I listen, in real-time, to all debates, speeches, SOTUs, and every townhall and interview I can, just so I can listen to the actual words spoken. I do not base my judgment of candidates on their books.
I personally couldn’t care less if anyone ever gives Trump another look.
This is why I dreaded saying anything. Even when I deliberately and specifically write the words, “I am not endorsing Trump,” I like Cruz, and I like Dr. Ben Carson and Carly Fiorina, and I’m wavering on Rubio, I’m called, by inference, a liar.
I recommended a simply written book, easy to read, conversational in style, and it presenting many conservative solutions and why they would work. If anyone ever dares to read it, they might take off the slip jacket, remove the binding, tear out the pages that even mention he who obviously can’t even be mentioned, and give the book to a teen or college kid to read, (perhaps after taking the extra step of after getting someone to drive out the demon that apparently lurks within its very being.)
If the kid finds it interesting, and different from what he is learning at school or college, discuss it with the newly partially-enlightened kid–without mentioning You Know Who, of course. And introduce another book, your choice. And then another. The conservative ideas are good even when written by a ghostwriter.
And I’ll go back to thinking more about what Eric has been writing about. And also how it is possible to analyze the Trump campaign and its progress in terms of the effects it has on people. And how in the larger picture, people can lose a priceless heritage and history, and end up with the campaign of 2016.

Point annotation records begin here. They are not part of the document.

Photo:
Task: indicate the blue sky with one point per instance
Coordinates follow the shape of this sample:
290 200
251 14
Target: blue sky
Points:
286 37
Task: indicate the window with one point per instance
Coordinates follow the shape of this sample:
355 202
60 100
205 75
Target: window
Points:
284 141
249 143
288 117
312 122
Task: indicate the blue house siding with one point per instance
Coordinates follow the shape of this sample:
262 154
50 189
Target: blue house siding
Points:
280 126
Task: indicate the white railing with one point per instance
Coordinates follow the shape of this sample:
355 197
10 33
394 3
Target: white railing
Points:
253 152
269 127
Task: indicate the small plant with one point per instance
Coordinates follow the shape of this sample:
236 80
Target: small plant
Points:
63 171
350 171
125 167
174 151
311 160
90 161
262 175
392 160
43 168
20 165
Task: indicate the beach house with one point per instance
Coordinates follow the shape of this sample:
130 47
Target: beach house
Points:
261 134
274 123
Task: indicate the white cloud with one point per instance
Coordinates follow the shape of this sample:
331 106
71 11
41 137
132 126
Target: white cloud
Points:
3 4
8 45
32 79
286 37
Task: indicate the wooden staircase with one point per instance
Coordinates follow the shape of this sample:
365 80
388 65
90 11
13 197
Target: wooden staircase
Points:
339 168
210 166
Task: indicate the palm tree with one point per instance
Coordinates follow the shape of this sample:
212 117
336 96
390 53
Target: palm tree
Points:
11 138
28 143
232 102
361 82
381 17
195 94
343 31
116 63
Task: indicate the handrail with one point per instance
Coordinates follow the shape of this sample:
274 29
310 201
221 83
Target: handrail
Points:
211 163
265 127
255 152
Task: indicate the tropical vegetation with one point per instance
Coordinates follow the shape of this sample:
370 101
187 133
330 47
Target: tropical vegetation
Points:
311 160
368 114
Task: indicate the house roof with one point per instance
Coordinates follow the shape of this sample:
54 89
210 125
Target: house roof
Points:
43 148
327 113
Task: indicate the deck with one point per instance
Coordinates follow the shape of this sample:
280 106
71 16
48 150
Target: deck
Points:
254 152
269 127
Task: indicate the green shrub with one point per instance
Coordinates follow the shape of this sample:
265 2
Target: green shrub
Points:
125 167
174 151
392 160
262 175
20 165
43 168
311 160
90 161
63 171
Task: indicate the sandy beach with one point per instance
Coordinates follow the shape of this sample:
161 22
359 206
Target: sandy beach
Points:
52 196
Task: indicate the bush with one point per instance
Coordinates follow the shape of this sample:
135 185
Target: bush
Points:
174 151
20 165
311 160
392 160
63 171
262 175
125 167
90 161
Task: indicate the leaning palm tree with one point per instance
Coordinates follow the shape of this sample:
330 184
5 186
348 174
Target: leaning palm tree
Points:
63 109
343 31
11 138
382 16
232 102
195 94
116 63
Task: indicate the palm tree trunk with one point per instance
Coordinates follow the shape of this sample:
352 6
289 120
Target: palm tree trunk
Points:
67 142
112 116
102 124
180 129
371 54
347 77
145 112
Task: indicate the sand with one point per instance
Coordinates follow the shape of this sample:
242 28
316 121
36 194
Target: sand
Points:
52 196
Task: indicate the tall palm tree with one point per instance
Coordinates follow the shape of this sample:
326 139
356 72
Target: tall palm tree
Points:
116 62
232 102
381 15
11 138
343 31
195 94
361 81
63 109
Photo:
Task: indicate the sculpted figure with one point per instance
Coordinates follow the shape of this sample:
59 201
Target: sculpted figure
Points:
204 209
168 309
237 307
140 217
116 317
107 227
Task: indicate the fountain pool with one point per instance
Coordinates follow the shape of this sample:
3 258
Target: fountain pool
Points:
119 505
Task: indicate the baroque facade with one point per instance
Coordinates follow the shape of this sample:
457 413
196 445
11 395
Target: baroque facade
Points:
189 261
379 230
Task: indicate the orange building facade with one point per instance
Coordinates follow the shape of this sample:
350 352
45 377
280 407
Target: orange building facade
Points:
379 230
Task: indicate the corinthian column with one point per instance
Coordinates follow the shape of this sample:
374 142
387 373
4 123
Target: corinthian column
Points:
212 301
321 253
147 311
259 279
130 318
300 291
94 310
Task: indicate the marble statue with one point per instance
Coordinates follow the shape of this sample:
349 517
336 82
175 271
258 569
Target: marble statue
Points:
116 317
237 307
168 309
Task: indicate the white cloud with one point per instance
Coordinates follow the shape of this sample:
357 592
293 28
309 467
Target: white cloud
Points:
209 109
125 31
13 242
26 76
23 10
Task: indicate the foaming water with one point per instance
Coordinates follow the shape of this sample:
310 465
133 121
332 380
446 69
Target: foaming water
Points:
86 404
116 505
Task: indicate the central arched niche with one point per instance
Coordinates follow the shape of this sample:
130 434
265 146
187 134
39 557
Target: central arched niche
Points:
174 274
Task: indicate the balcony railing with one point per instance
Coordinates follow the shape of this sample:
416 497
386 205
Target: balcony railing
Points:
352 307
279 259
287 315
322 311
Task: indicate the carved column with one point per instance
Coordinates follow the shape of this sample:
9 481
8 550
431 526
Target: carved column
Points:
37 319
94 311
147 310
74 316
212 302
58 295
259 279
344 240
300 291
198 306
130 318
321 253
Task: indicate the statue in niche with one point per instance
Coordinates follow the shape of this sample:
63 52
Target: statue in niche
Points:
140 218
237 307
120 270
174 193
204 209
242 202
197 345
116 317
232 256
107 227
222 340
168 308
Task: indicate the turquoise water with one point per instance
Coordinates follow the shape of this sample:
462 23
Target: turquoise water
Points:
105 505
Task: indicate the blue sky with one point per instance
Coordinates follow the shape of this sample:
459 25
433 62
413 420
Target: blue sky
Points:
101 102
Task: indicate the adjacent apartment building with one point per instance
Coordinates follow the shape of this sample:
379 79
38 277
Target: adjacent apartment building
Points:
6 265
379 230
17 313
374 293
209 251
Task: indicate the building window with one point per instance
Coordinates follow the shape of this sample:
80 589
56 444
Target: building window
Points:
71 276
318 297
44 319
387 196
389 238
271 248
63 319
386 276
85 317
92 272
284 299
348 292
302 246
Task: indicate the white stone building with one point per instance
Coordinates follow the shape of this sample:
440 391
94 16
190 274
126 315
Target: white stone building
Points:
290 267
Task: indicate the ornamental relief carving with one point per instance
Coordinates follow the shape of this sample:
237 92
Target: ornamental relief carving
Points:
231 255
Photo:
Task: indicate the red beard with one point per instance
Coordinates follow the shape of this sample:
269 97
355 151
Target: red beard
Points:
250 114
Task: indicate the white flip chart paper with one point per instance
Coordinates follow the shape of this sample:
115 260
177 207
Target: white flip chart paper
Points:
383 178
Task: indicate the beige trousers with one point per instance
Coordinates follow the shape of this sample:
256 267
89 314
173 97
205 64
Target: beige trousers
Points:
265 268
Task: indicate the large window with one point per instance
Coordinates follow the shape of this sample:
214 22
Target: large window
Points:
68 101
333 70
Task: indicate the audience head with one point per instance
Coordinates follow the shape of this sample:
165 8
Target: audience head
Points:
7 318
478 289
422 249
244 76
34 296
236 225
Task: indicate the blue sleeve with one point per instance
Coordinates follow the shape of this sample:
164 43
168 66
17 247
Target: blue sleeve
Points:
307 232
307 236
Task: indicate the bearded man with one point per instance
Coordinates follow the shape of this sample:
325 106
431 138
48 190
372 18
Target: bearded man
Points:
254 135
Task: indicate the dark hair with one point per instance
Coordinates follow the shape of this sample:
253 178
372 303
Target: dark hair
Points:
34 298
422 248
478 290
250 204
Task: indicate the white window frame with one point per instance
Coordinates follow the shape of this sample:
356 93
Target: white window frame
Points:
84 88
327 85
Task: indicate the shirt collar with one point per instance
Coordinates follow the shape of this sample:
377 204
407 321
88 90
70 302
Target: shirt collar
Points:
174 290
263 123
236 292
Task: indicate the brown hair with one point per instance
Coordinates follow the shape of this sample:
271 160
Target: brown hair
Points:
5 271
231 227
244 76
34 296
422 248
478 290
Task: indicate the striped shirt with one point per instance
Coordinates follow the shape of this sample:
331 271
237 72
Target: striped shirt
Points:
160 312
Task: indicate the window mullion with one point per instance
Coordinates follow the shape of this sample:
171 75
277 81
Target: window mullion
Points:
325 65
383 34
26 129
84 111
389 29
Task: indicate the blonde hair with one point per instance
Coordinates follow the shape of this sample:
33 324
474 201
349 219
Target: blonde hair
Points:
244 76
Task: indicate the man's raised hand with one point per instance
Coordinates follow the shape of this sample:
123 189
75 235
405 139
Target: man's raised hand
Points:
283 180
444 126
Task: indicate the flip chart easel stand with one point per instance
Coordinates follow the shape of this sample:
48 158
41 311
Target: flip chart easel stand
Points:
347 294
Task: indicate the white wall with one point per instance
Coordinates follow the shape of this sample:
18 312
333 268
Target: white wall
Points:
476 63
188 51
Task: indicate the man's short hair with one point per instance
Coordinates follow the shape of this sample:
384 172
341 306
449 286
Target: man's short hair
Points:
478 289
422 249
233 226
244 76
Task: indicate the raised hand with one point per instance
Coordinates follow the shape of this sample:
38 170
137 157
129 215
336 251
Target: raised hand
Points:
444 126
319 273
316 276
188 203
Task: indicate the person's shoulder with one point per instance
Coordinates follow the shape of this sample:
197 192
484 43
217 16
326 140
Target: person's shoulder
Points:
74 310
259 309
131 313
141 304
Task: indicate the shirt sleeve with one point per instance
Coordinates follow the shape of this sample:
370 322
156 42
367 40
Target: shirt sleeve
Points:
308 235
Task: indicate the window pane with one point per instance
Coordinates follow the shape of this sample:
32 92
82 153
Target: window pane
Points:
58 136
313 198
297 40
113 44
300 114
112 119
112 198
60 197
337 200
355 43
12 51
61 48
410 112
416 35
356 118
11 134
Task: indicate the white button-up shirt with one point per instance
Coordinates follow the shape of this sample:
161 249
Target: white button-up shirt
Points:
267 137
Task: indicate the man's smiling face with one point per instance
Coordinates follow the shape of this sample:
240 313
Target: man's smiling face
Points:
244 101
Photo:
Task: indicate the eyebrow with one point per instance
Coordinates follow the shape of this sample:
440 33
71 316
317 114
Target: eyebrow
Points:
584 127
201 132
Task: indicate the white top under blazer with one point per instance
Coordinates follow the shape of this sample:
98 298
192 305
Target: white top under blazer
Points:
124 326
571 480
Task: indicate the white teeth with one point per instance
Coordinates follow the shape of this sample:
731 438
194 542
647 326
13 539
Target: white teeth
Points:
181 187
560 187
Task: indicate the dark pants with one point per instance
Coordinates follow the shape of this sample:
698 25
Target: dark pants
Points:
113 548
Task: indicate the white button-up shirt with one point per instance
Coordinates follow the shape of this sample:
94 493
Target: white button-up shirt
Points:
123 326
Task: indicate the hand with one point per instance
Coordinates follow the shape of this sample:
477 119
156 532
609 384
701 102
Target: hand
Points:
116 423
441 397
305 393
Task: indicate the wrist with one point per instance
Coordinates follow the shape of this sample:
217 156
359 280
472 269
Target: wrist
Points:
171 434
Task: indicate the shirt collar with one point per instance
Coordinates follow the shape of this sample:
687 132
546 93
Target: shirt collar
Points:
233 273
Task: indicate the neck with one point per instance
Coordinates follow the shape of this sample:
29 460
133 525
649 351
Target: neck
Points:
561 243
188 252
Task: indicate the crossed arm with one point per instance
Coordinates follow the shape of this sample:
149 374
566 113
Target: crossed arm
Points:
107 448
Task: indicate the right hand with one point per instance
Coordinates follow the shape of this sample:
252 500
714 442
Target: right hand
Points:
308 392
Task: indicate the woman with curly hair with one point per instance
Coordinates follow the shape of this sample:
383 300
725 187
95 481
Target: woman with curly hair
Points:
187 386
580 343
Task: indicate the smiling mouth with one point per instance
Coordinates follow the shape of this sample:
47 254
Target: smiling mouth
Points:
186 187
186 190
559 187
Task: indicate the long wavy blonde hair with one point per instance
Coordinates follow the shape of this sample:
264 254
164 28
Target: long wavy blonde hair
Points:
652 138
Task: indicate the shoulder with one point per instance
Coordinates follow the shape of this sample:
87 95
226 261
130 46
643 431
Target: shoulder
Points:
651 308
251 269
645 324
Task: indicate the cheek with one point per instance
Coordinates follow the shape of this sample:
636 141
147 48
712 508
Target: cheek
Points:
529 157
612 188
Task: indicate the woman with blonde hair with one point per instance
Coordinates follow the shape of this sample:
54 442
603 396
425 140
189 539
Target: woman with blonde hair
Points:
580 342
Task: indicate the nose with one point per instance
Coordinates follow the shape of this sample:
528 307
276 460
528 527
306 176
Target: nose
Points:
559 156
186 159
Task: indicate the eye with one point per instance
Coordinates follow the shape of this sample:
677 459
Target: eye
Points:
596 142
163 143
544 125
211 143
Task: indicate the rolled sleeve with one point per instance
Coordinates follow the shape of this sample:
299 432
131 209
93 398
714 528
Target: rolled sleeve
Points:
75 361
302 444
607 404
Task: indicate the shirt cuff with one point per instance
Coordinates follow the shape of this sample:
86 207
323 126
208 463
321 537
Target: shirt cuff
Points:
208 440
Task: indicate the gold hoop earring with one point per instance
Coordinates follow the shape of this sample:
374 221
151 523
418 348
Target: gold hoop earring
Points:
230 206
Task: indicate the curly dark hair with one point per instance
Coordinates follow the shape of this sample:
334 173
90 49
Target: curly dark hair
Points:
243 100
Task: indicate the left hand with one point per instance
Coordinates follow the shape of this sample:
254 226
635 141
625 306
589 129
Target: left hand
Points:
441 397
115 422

NOT AN ENDORSEMENT OF ANYONE.
Get a grip, people.
Minta Marie Morze:
If you’re saying that Trump’s book is interesting in and of itself, rather than as a guide to Trump’s mind, than I can accept that it might indeed have value for the ideas that are in it, wherever they may have originated. But as a guide to Trump himself, their only meaning to me would be something like “I’m Donald Trump, and I approve of this message—for the moment, anyway.”
As far as Cruz’s ad goes—the one you mentioned, about Planned Parenthood and Trump—I hate the use of truncated quotes in that manner, and I hate them whenever they’re used. They are, however, used constantly in political ads, so much so that they are simply standard. That doesn’t mean I like them, and the person using them is not enhanced in my eyes.
That said, the thing about Trump’s current anti-abortion position is that he was long an advocate of completely unrestricted abortion, and as late as 1999 (he was in his mid-50s then) that included partial-birth abortion. You can read his explanation of his change of heart on partial-birth abortion here, and it seems to me to be pragmatic and political, to be changed on a dime when he feels like it. Plus, it shows his lack of due diligence in studying issues before he opines on them.
In a 2011 interview Trump gave a reason why he’s now pro-life:
Sorry, but that just sounds bogus to me—and, if not bogus, then certainly rather strange. It’ the sort of thing a very young adult might say, and yet this incident had to have happened to Trump sometime after his mid-50 and probably in his 60s. Where had he been till then? Had he never pondered much of anything? What sort of moral and psychological depth does he has? What’s to stop another sob story from changing his mind back again? How shallow is he?
At least with Cruz I know what his stance is, and that it is unlikely to change, and that it comes from something more than political expedience or some passing emotion.
Marie Minta Morze:
It is certainly the case that nearly everyone is on edge and testy these days. I think you had made it clear that you were not supporting Trump. Trump presses people’s buttons, however.